Plan był taki, że wyjeżadżmy w piątek na noc i w ciągu dnia zajeżdżamy na miejsce, ale już wiem że mąż jeszcze w sobotę musi iść do pracy, więc najprawdopodobniej wyjedziemy w niedzielę. Jeszcze nie wiem, o której - zależy jak kierowca wypocznie przed podróżą
więc nie wiem ile uda się ujechać ale i tak obawiam się, że nie połkniemy tej trasy jednym ciągiem.

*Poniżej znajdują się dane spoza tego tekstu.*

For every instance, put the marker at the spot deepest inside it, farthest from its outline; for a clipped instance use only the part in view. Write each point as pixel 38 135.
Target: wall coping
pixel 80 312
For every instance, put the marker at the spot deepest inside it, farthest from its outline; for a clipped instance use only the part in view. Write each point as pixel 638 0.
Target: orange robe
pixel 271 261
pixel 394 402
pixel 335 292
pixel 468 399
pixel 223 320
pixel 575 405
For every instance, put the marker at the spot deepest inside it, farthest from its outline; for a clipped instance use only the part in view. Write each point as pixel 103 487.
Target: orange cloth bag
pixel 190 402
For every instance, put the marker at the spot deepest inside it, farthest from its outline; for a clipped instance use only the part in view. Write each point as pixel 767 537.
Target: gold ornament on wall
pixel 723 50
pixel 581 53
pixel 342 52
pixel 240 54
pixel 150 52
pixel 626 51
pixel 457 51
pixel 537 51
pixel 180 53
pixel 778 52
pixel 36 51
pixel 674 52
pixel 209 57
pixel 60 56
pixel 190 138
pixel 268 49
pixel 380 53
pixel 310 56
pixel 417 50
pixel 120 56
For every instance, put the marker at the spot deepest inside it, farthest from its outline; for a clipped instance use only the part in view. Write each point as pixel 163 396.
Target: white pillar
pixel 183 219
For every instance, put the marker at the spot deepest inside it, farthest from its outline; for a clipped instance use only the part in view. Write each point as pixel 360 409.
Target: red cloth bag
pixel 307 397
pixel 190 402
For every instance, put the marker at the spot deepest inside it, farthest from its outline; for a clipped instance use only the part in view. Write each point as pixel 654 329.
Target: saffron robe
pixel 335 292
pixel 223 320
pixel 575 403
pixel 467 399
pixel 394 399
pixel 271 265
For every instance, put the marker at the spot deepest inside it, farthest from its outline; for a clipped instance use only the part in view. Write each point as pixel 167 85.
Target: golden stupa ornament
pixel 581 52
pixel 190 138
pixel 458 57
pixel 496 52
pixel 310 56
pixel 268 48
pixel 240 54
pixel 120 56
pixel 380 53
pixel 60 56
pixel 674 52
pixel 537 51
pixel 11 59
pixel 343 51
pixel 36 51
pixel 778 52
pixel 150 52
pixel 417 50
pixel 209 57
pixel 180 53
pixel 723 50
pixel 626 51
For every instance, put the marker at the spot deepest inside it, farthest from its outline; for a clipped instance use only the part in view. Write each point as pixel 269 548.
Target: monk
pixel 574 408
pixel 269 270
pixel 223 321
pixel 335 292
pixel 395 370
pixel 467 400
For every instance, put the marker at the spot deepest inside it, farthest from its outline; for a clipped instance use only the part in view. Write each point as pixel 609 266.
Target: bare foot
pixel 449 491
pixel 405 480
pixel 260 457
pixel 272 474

Jedziemy z Trójmiasta nad samą Solinę, za Leskiem w Bieszczady na rekolekcje II st. Oazy Rodzin następującą trasą:
Autostrada A1 do końca - Łódź - Piotrków Tryb. - Kielce - Chmielnik - Busko- Pacanów - Szczucin - Tarnów - Jasło - Krosno - Sanok
mamy swoje śpiwory
Komentarz
:P
Wiec Tarnow - Krk :-)
Pamiętaj że zaproszenie nad morze cały czas aktualne.
Mamy trochę wolnych łóżek i materacy.
Może uda się tę Solinę pod Odrę przesunąć? W końcu nie takie rzeczy się robiło w dawnych czasach.
Corka mnie wrecz ze lzami w oczach blaga o morze! Jednak poki co, jestem powalonym sloniem przez swoje zle fUN kcjonujace wnetrze, za to zewnetrze jakos staram sie w fasonie trzymac, chociaz utrudnionym z lekka
Ale co się odwlecze to nie uciecze
Najpierw namówiła nas żeby z nimi jechać do Trybsza nad Białką. Potem z dnia na dzień okazało się że dla nas nie ma już miejsca i musieliśmy szukać gdzie indziej. Udało się znaleźć te Bieszczady. W związku z tym opracowaliśmy plan podróży jak w pierwszym poście - zupełnie inną trasą, przez Łódź i Tarnów z opcją jazdy nocą i dojechaniem na miejsce w ciągu dnia, bez odwiedzania już nikogo z wielodzietnych. Tak się już z tą myślą oswoiłam, że mi zupełnie wyleciało, że nas zapraszaliście. No i wszystko się nam rypło z dnia na dzień jak się okazało, że dziś nie możemy jechać, bo Krzych jutro jeszcze musi być w robocie.
A tu się Iśka zaofiarowała i wyszło na to, że i tak Grodziska nie ominiemy
-----------------
Foch, normalnie FOCH! [-(
Podaj tel na priw.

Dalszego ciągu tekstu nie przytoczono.